Over the past month, there have been countless articles looking back at events from the past year, and almost as many focused on the past decade. Why stop there? This column continues to look back as far as necessary to find interesting events in comics history. This time around, we start by diving back 108 years before concluding in 1992.
Before comics were published in books or stapled pamphlets, they found success in newspapers. I’ve told you about one of the first comics strips before, and how its positive impact on circulation was noticed immediately. Despite the undeniable appeal, newspapers across the country inexplicably took a “less is more” approach and kept comics limited to scattered locations and schedules for almost 20 years. The name of the game was variety, not ongoing stories or brands.
That’s why the Wednesday, January 31, 1912, edition of the “New York Evening Journal” became part of comics history when it featured the first daily comics page. Unlike the modern comics page with up to 30 comic strips packed to sheet, the original comics page only had four large strips. Notably, it was the same four strips every day, including the “Desperate Desmond” strip shown above by Harry Hershfield. The content grew slowly, edging its way up to nine strips in the 1920s.
Of course, the debut was only a test run. The “Evening Journal” was part of William Randolph Hearst’s newspaper empire, and the comics page began appearing in his other afternoon papers within a few days. Other publishers followed suit, and it wasn’t long before the daily comics page was an American staple.

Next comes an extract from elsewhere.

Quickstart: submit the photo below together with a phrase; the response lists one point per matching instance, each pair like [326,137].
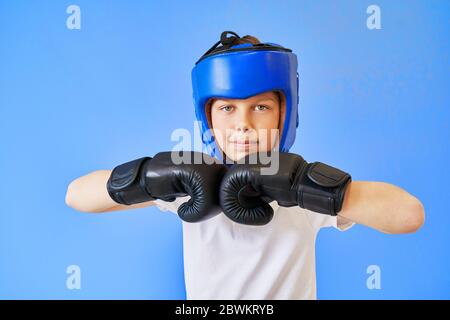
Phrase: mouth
[244,145]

For nearly ten years, on of the major appeals of Marvel Comics was the soap opera element that came through continuing stories. Despite near-constant recaps, readers who missed an issue really felt like they missed an issue. Similarly, cliffhanger endings also gave readers a reason to anticipate the next installment. It was a unique element at the time, a stark contrast to the done-in-ones from DC that had minimal carry-over continuity between issues.
In issues cover dated September 1969, Stan Lee used his soapbox to announce that only half the mail they received supported this type of storytelling, and that effective a few months hence, all Marvels would be limited to single-issue stories with continued stories being rare exceptions. Creators wrapped up whatever lingering plots they had, and most made the format transition beginning with issues cover dated January 1970. Creators found it limiting, and some skirted the guideline and kept doing continuing stories anyway. Readers found it to be a frustrating step backward and wrote in en masse. The plan was formally abandoned in Stan’s Soapbox appearing in issues cover dated December 1970.

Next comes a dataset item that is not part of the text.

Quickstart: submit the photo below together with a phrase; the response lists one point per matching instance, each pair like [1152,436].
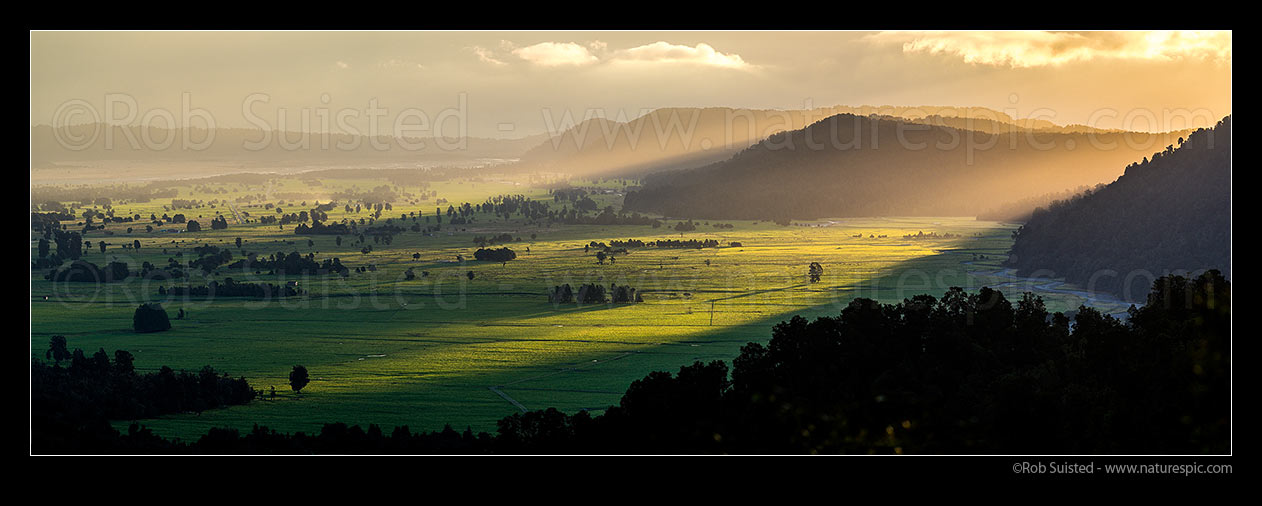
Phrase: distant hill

In the early 1990s, there was a paucity of minority characters in comics, and the ones that existed were mostly seen as caricatures instead of characters. To rectify this, six geographically-scattered small/self-publishers teamed up to present accurate portrayals with added authenticity derived from minority creators. Separately, Afro Centric Comic Books, Hype Comics, Up Comics, Dark Zulu Lies, Africa Rising, and Omega 7 had been publishing underground comics mostly limited to black-oriented bookstores. When they formally merged into ANIA in January 1993, they gained mainstream attention and worked out deals to get their work into the direct market and onto newsstands.
According to some contemporary coverage, ANIA was a meaningless name chosen because it would get their products into the front of the alphabetical distributor catalogs. A few sources reported that it was a Swahili word for “protect and defend”. I’m not fluent in Swahili myself, but Google translate doesn’t recognize it. I’m inclined to believe the claim that it’s meaningless, or at least that any meaning is more private.

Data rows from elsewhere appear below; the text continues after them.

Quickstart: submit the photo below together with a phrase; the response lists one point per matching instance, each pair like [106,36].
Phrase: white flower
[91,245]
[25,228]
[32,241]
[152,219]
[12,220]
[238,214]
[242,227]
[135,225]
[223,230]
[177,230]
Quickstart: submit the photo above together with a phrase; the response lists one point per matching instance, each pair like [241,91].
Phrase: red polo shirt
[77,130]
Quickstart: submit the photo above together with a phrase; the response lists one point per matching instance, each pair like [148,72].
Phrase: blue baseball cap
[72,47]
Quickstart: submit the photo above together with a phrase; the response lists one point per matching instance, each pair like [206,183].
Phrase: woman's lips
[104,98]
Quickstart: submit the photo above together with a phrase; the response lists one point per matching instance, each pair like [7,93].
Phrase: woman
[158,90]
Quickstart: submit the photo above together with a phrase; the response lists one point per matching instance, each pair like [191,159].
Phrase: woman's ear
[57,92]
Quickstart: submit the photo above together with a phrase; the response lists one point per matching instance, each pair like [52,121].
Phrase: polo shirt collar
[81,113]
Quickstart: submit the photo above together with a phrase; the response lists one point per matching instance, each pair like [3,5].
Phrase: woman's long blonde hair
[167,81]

The coalition received lots of press coverage, including a CNN special, before they released any comics. Nearly all the coverage compared and contrasted ANIA with Milestone, the other black-led and minority-focused publisher who formed at nearly the same time. While Milestone was mostly fine with a live-and-let-live policy, ANIA often attacked Milestone for their distribution deal with DC, for their mainstream approach to superhero comics, and for not being “black enough”.
In the end, ANIA fizzled from a lack of follow-through and bad publicity. Few of their ongoing series lasted beyond the first issue (“Ebony Warrior”, shown above, did have a second issue). Writer Nabile P Hage, who had operated independently as Dark Zulu Lies, stood outside on a third floor ledge on the Georgia Capital Building in costume and tossed copies of his “Zwanna: Son of Zulu” comic to onlookers until he was arrested. This event, combined with the sexist, homophobic, and racist content of his comic, became the public face of ANIA until he left the group.